Written by Eric Holden Friday, 15 July 2011 00:00
Christine Napolitano was nominated as the Mineola board of education president for the 2011-12 school year during last Friday’s reorganization meeting at the Willis Avenue School.
Napolitano, who was previously the board vice president, looks forward to bringing the Mineola School District into an exciting new chapter in its history.
“I’m very honored to serve as board president this year,” said Napolitano. “I really do look forward to a productive year. Hopefully we can put some things behind us and move positively into the future.”
In other reshuffling efforts on the agenda, the board nominated and voted for former Trustee William Hornberger to take over as board of education vice president for the upcoming school year.
The board also decided which of its members would be designated to be lead representatives for various school-related committees.
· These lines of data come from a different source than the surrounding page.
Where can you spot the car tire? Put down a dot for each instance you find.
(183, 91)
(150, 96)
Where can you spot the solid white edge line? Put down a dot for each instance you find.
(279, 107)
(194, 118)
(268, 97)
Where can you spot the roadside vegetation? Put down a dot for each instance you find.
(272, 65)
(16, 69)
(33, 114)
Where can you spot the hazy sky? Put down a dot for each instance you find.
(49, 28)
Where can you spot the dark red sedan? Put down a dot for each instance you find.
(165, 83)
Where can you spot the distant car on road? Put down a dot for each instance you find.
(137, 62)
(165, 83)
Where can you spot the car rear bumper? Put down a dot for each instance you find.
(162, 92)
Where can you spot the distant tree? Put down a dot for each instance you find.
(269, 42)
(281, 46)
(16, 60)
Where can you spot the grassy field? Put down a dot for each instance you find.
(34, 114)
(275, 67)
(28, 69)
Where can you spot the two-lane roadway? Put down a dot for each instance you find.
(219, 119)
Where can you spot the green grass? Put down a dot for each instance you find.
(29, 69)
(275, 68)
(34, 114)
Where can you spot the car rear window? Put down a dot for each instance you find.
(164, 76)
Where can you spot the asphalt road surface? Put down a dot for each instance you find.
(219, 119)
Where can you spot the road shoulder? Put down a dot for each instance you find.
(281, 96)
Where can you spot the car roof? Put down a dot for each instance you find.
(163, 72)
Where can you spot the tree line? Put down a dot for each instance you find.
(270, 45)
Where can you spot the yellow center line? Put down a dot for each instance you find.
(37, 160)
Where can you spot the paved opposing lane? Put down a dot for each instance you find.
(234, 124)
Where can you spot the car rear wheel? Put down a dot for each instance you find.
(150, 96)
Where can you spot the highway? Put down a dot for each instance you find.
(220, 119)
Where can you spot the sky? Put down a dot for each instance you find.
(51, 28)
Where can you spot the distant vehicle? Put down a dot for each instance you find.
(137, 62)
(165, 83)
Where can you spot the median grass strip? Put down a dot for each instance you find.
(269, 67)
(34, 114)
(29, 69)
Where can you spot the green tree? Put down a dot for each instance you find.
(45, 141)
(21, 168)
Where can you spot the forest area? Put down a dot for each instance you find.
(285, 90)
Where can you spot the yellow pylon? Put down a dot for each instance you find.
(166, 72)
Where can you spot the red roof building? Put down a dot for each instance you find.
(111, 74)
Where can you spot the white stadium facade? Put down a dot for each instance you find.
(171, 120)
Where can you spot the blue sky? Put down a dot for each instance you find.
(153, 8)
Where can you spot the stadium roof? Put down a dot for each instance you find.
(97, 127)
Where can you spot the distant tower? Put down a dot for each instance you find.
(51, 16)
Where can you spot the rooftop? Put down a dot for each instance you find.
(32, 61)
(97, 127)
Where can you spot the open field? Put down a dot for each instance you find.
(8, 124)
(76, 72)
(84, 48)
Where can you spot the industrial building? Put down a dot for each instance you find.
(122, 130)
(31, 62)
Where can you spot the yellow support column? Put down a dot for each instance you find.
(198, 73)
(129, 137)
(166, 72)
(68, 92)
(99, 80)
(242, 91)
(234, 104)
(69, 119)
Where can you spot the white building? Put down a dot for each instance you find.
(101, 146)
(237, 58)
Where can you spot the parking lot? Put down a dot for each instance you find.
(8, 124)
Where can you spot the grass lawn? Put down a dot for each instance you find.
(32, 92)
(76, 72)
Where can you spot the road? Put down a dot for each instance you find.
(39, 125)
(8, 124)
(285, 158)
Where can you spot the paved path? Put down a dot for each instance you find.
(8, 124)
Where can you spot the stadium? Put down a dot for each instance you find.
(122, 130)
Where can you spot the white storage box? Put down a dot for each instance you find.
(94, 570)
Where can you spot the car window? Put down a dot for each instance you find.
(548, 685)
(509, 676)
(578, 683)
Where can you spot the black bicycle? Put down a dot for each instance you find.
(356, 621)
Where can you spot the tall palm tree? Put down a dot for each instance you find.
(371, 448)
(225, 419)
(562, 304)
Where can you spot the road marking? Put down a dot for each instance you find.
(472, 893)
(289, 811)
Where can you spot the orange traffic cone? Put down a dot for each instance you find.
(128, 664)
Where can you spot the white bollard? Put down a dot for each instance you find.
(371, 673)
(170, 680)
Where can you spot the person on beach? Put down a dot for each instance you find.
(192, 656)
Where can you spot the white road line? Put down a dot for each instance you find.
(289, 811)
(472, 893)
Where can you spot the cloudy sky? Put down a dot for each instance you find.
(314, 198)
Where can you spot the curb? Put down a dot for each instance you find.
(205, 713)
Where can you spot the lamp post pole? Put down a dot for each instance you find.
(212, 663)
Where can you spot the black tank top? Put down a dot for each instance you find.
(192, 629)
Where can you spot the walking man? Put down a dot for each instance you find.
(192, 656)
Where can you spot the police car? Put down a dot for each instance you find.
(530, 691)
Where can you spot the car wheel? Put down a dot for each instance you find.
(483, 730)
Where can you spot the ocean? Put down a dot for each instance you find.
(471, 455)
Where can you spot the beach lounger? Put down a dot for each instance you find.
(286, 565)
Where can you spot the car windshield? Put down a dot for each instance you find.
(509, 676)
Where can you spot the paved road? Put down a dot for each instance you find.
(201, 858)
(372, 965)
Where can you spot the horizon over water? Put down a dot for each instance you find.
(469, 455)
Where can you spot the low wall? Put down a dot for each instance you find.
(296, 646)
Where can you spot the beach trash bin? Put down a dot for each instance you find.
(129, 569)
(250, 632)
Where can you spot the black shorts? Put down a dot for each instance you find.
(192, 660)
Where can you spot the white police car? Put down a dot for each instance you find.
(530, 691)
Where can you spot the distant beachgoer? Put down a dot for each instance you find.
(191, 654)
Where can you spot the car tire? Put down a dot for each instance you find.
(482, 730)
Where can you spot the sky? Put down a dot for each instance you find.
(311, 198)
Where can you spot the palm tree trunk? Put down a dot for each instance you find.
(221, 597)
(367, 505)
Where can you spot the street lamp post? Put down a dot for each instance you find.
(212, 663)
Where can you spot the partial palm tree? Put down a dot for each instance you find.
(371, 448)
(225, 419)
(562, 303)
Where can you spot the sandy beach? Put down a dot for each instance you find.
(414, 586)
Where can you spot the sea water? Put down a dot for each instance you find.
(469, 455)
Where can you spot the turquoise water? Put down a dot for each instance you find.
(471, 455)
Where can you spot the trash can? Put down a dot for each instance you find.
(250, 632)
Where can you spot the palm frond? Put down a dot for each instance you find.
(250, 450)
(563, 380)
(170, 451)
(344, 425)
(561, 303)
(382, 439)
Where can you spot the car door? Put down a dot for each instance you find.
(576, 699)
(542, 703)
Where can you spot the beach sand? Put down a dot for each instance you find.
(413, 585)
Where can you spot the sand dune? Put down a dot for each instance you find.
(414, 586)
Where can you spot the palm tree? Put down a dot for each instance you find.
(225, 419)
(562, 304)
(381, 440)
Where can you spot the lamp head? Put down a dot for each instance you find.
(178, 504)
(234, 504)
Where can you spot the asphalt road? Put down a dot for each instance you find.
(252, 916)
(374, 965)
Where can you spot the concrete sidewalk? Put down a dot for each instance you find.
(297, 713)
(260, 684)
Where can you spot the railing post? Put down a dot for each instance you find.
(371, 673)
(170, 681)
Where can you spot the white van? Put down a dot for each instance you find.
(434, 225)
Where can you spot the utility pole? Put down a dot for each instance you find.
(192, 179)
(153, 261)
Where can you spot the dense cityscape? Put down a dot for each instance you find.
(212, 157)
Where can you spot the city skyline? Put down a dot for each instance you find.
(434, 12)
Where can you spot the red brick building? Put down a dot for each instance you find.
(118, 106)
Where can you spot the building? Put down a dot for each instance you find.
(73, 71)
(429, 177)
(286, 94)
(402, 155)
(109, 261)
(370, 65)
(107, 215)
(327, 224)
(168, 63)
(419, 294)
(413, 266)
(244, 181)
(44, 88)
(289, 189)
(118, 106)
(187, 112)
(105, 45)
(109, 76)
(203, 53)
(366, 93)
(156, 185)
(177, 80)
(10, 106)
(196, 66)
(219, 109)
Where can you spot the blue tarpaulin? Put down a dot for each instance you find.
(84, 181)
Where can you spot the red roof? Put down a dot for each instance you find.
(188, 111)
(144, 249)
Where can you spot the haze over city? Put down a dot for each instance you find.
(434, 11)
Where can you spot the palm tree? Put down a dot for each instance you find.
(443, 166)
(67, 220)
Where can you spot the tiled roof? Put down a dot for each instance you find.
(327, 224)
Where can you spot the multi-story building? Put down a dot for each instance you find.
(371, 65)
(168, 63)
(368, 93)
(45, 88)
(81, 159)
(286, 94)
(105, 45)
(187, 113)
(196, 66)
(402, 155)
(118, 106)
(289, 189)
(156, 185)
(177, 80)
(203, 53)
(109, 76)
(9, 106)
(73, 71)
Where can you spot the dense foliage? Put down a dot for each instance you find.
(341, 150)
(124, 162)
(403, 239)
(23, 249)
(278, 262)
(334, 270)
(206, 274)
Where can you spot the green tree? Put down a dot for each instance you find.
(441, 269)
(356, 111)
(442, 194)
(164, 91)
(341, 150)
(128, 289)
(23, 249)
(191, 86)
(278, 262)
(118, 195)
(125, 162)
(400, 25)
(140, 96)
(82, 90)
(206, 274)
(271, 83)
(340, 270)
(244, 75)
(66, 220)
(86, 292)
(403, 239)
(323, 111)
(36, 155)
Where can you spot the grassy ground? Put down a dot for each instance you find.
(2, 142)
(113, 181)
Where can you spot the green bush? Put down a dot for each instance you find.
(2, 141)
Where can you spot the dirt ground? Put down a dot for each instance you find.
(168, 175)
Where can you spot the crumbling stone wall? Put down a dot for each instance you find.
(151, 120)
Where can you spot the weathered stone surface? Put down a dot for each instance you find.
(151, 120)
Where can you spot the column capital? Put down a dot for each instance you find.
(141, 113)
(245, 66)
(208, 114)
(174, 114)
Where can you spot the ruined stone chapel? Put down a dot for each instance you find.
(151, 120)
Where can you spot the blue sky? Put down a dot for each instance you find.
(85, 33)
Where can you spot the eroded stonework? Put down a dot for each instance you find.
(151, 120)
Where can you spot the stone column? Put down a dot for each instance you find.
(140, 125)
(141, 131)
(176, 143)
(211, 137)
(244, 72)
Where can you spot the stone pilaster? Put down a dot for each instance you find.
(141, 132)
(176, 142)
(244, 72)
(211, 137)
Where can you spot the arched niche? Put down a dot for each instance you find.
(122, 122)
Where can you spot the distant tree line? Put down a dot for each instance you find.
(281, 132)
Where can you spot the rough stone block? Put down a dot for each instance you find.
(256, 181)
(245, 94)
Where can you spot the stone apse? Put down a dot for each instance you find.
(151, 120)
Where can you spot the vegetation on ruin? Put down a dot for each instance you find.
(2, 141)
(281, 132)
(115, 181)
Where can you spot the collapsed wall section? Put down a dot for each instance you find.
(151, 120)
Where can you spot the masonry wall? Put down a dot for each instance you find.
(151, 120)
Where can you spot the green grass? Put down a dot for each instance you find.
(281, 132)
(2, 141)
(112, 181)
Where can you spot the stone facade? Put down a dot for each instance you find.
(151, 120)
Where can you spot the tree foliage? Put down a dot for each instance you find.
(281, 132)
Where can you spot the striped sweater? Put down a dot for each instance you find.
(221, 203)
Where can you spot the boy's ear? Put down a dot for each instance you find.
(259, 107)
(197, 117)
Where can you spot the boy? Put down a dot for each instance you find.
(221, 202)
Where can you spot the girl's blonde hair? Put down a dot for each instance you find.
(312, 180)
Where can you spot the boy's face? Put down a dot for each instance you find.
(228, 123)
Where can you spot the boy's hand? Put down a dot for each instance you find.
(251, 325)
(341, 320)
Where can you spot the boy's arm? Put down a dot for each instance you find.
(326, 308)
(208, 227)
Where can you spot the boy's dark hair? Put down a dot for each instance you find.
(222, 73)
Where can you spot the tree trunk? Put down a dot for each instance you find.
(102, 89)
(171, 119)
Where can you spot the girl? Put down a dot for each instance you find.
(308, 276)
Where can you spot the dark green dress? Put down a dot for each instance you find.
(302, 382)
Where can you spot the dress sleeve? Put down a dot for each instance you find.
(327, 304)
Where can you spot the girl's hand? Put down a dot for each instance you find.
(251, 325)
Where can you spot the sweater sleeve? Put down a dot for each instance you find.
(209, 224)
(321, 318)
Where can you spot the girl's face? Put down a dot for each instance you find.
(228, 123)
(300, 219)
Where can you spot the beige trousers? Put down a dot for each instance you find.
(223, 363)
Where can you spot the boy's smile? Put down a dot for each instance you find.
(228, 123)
Trustee Irene Parrino was selected for the Health and Safety Council, while Napolitano will be the lead board member rep for both the Communications Committee and District Council (SEPTA).
Hornberger would become the board’s Finance Committee and BOCES representative, while Trustee Terence Hale will be the board representative for the Policy and Regulations Review Committee.
In other matters, the board approved a travel mileage reimbursement rate for $0.55 cents per mile and adopted the Mineola American as the district’s official newspaper. Newsday and the Williston Times were designated as additional publications to be used as needed for the 2011-2012 school year.
The board also took a closer look at the lunch policy for students who owe the district money for unpaid food and drinks. Under a new district-wide proposal, students with outstanding charges will not be allowed to purchase snacks.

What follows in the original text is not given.